Spatial Properties Of Electrically Evoked Potentials Elicited By Penetrative Stimulation Of Opitc Nerve

The research of using visual prosthesis based on electrical stimulation to restore vision for the blind has received a world-wide interest. Our research group proposed a novel visual prosthesis based on optic nerve stimulation with penetrating micro-electrode array. Based on demonstrating the feasibility and validity of this new type of optic nerve visual prosthesis, spatial properties of the electrically evoked potential (EEP) elicited by penetrating stimulation in optic nerve were investigated in this study.Main contents of this research include: the investigation of the visual system of the animal model; the construction of electrophysiological platform and the fabrication of the stimulating and recording electrodes; the investigation of the spatial properties of the EEP; the temporal differentiability of the EEP. The results in this study indicated that the spatial distributions of EEP in visual cortex demonstrated distinctively different properties when different stimulated site or stimulation mode (monopolar and bipolar) were used.
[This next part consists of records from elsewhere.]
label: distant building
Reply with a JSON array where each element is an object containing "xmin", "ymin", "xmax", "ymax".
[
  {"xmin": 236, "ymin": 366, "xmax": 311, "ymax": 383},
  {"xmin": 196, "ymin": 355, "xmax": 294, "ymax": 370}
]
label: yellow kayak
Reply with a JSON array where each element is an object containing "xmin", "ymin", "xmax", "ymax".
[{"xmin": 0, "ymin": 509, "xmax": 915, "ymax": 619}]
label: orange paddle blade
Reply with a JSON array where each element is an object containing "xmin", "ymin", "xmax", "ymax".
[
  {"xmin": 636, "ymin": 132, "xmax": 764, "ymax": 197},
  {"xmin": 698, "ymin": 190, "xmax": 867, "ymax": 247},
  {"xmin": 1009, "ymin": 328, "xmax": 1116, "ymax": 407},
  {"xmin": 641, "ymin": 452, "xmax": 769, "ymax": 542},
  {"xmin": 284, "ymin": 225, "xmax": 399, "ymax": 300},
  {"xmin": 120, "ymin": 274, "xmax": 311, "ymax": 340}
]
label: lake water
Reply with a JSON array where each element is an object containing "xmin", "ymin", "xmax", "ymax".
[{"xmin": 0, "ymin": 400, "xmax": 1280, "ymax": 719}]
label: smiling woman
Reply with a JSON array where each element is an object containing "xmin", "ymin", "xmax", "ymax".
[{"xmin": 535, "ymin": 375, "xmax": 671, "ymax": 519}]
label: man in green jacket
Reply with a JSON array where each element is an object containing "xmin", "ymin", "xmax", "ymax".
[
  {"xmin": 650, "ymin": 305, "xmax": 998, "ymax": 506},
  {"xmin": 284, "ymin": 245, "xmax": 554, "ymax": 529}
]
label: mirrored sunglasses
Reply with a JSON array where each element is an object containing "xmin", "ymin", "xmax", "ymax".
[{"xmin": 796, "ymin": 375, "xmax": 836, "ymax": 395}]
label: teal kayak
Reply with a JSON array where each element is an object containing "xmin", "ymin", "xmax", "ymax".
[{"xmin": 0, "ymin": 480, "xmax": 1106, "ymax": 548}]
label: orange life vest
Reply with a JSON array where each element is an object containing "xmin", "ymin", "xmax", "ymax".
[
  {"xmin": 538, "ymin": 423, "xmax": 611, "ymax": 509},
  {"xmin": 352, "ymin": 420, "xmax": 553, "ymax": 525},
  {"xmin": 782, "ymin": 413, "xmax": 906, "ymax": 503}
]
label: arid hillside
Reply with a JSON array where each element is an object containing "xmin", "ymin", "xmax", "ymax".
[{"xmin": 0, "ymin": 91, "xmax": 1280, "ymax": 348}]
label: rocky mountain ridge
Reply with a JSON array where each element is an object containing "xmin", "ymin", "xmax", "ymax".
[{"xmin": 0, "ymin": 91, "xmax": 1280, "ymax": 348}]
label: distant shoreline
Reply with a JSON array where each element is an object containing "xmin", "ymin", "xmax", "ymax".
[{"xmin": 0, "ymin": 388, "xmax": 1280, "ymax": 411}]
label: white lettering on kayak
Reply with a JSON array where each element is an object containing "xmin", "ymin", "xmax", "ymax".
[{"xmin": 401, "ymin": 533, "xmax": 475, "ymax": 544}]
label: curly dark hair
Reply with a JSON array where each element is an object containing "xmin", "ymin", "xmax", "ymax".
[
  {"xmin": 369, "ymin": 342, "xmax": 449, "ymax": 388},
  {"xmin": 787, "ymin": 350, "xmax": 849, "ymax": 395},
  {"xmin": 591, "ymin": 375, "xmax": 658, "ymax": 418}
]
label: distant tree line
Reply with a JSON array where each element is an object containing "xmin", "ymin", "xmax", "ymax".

The electrode pair parallel inserted into the temporal optic nerve could elicit a distinguished EEP using relatively lower stimulus intensity and provide appropriate spatial selectivity. The interval of the two continuous stimulating pulses should be set larger than 30ms for the visual cortex to differentiate them.The novelty of this research is the first time of investigating the spatial properties of the EEPs under the monopolar and bipolar electrical stimulation mode applied to the optic nerve, which can provide experimental data for the design of the electrical stimulation mode of the optic nerve visual prosthesis.